Long story short, I'm looking for some inspiration and Fall for Dance was a great start. Here's what I saw and what I thought (please note that I'm no dance critic).

Paul Taylor Dance Company
"Arden Court" Choreographer: Paul Taylor

This was by far my favorite of the night. I found out later that this is one his most famous works. I had seats that were really high up, but it was perfect for a piece like this. The choreography uses the whole stage and the overall forms he creates are so beautiful, I thought he had a visual arts background. The movement of the dancers feels like pure expression of the music (I want to listen to more William Boyce now). The dancers move in perfect harmony with each other; at different tempos (men from women), darting, crawling and leaping across the stage. This piece also requires an incredible amount of strength, especially on the part of the men. I was reading that this is considered by many dancers a very "masculine piece", which is still a hard adjective for me to use when describing shirtless men prancing around in pastel-colored pointilist tights, but you know what, the strength required by this piece is straight-up Herculean. There is one part where the men stand on one leg, their other leg fully extended, their backs flat (or slightly arched upwards) and the women leap and land on the small of the men’s backs, and tuck into a ball and just sit there. And the men don't move, they don't flinch.

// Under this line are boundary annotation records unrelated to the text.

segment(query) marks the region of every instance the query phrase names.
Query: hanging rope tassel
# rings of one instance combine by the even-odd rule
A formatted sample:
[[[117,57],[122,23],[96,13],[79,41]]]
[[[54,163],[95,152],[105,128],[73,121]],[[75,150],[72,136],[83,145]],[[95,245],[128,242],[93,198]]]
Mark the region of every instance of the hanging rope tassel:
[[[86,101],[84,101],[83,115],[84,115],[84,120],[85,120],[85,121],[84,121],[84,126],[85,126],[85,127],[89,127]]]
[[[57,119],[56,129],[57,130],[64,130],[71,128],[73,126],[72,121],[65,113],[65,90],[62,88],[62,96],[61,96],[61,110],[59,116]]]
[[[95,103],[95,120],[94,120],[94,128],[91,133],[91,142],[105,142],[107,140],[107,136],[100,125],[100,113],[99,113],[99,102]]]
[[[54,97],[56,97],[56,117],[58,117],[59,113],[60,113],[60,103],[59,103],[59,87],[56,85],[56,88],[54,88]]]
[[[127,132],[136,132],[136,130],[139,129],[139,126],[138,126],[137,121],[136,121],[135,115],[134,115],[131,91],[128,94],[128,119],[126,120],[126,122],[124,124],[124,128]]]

I looked carefully to see if I could catch any shifting or adjusting (I'm a dick like that), but nothing. Holy fucking shit. There’s no way the woman will hit the man’s sweet spot every time they do that move so move so they just have to compensate a slightly different set of muscles (hamstrings, abs, back, calves and God knows what else) to maintain that effect each time.

Wow.

Kirov Ballet of the Mariinsky Theatre of St. Petersburg
"Middle Duet" Choreographer: Alexei Ratmansky

This was technically incredible, especially the female dancer. The choreography demands a lot of the woman dancer who has to make near instantaneous switches in her foot position to full plie and back again. On one hand, I should have liked it because it was a ballet dance with shades of Latin partner work (sharp breakbacks, crosshands, turn patterns, multiple spins by the woman led by the man), but I didn't find it visually that compelling. The woman's technique and body control was really incredible though.

Shantala Shivalingappa
"Varnam" Choreographer: Shantala Shivalingappa

This was Kuchipudi "a classical dance style from South India". It was a solo dance accompanied by a live band of Indian musicians. My seat was too high and far to the side to see the musicians which sucked. I couldn't get into this piece, the woman was a very sharp, clean dancer and dancing solo is incredibly difficult, but after awhile the movements started to feel montonous. When she got to the part where she was vibrating her body while standing on a brass plate ("the varnam") it got interesting again, but that ended up being near the conclusion of the piece.

Juilliard Dance
"Deuce Coupe" Choreographer: Twyla Tharp

Tacky. That was the first thing that came into my mind, and the piece just kept reinforcing it. First off, the backdrop was some big busy faux graffitti backdrop with "peace" in huge letters that didn't seem to relate to the music (a beach boys song), the dancer's costumes (weird 50s-style all-American collared shirts and pants) nor the dance movements itself (an awkward mix of classical ballet and herky-jerky 50s teen party sock hopish movements). The dancers looked stiff when they were asked to do anything other than ballet (the men's shoulders were hunched and slouched when doing non-ballet moves which bothered me). I might have been missing what her vision was, but it just seemed like a lot mismatched pieces that didn't sing well together.